# ATV cultipacker



## Luv2hunteup (Mar 22, 2003)

I saw this on another web page. I thought some here may find it interesting.

http://www.monroetufline.com/sportsman/bcp_cult_packers.html


----------



## Ed Spin (Mar 20, 2003)

I personally checked this one out. It is as heavy and durable as it looks. I have one reservation, and that is, the one that I looked at closely did not have a turning main shaft, which means it does not have main shaft bearings. The cultipacker wheels turn on the fixed main shaft without lubrication. Don't have any idea how long the shaft or inner diameter of the wheel will last. Don't think about putting grease on the main shaft for a substitute, the dirt will mix with the grease and become a grinding medium. It would work better dry, for the sand particles would work their way out to the edge of the hub eventually. Old time farm implements (disks, cultipackers and other rotary tools) used wooden bearings and lasted for many years, providing the farmer didn't apply grease.

Keep the fun in hunting!


----------



## Jeff Sturgis (Mar 28, 2002)

I bought a monroe tufline 6' boxscraper for my tractor a few years ago and I have been very pleased with the workmanship and quality of the product.

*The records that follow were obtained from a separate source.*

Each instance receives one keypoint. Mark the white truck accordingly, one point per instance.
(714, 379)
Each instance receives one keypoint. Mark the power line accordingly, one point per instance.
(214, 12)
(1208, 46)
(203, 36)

I will definately consider a purchase of one of those cultipackers for this year for my tractor.


----------



## Jeff Sturgis (Mar 28, 2002)

Just checked on a price for a 6' cultipacker for my tractor.....$1400 + shipping(around $250 when I had a boxscraper shipped). The cultipacker is around 800#'s. Hmmmmmm...... They also have a nice 6'4" disc in the 900# range for about $1700. I better stop writing and do a little more work!


----------